Tekanan publik terhadap PT Indah Karya Tekstil juga mencerminkan perubahan lanskap relasi antara perusahaan dan masyarakat. Publik tidak lagi pasif menerima dampak industri, tetapi aktif menuntut transparansi dan akuntabilitas.
Dunia usaha dituntut membuktikan bahwa mereka tidak hanya patuh pada regulasi minimum, tetapi juga pada nilai-nilai etika yang lebih luas. Dalam konteks ini, etika bukan sekadar pelengkap citra perusahaan, melainkan fondasi legitimasi sosial.
Menariknya, respons perusahaan terhadap kritik tersebut menunjukkan bahwa etika dan kepentingan bisnis tidak selalu berada pada posisi berseberangan. Upaya PT Indah Karya Tekstil untuk menerapkan audit internal terkait kesejahteraan pekerja dan keberlanjutan lingkungan menunjukkan adanya kesadaran untuk menyeimbangkan keuntungan dengan tanggung jawab moral. Langkah ini patut diapresiasi, meskipun efektivitasnya tetap perlu diawasi secara konsisten dan terbuka.
Pengalaman sejumlah perusahaan besar, baik di dalam maupun luar negeri, menunjukkan bahwa kepatuhan terhadap standar etika justru dapat memperkuat keberlanjutan usaha. Perusahaan yang menghormati hak pekerja, menjaga lingkungan, dan transparan dalam operasional cenderung memperoleh kepercayaan publik yang lebih besar. Kepercayaan tersebut menjadi modal sosial yang tidak ternilai dalam jangka panjang, terutama di tengah meningkatnya kesadaran konsumen terhadap isu etika dan keberlanjutan.

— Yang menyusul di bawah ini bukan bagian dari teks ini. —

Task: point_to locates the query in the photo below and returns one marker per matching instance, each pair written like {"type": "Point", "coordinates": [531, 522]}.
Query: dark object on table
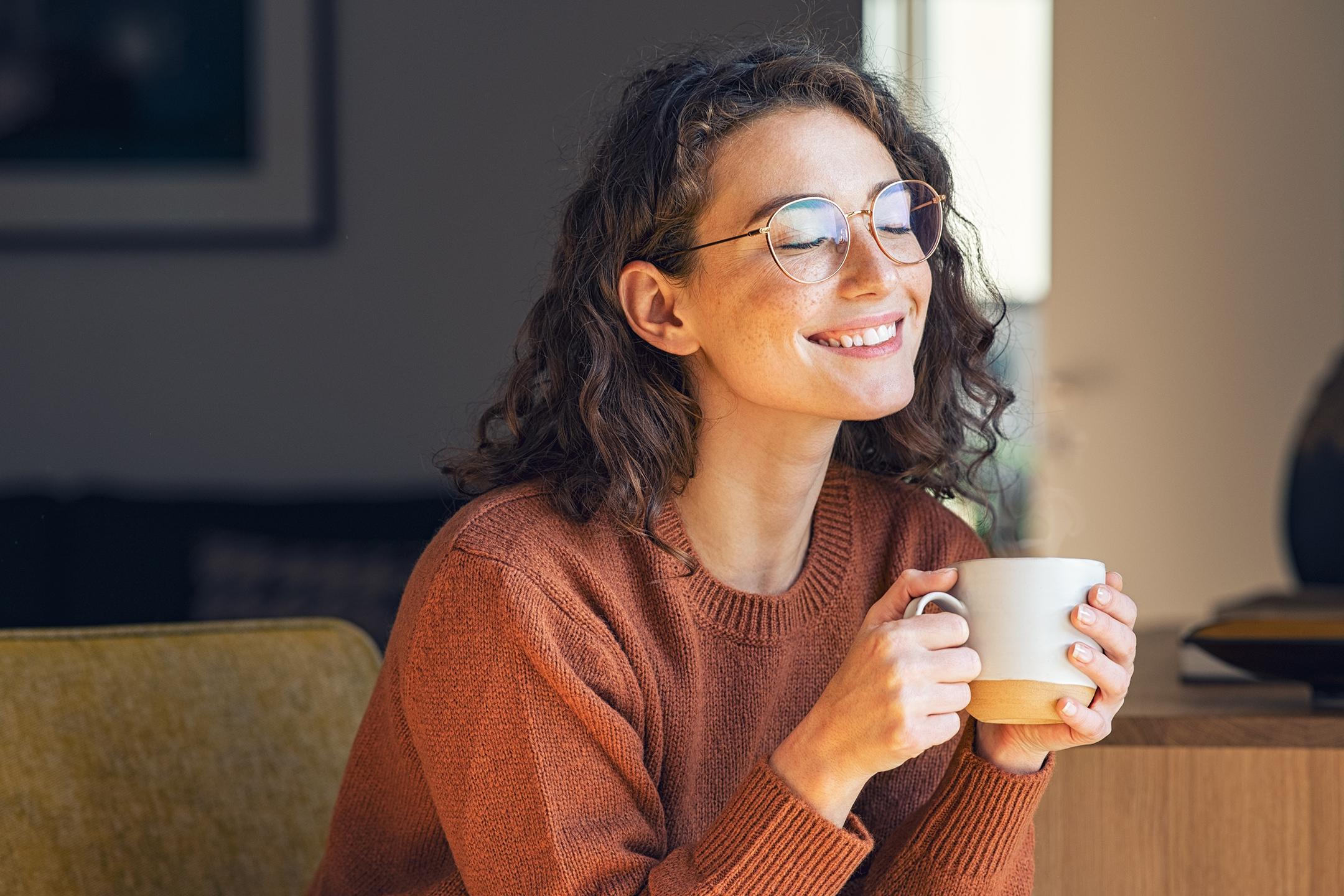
{"type": "Point", "coordinates": [1297, 637]}
{"type": "Point", "coordinates": [111, 559]}
{"type": "Point", "coordinates": [1315, 506]}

Kasus di Serang seharusnya menjadi refleksi lebih luas bagi dunia usaha di Indonesia. Profit tetap merupakan tujuan sah dalam kegiatan bisnis, namun cara mencapainya menentukan nilai moral perusahaan tersebut.
Ketika laba dijadikan satu-satunya ukuran keberhasilan, risiko pengabaian terhadap manusia dan lingkungan menjadi semakin besar. Sebaliknya, ketika etika ditempatkan sebagai prinsip dasar pengambilan keputusan, keuntungan yang diperoleh memiliki legitimasi moral dan sosial.
Dalam perspektif etika Kant, perusahaan memiliki kewajiban moral yang tidak dapat dinegosiasikan oleh logika pasar. Kewajiban tersebut menuntut konsistensi antara tujuan ekonomi dan penghormatan terhadap martabat manusia. Dunia usaha perlu menyadari bahwa keberlanjutan sejati tidak hanya diukur dari neraca keuangan, tetapi juga dari sejauh mana aktivitas bisnisnya selaras dengan nilai-nilai etika yang universal.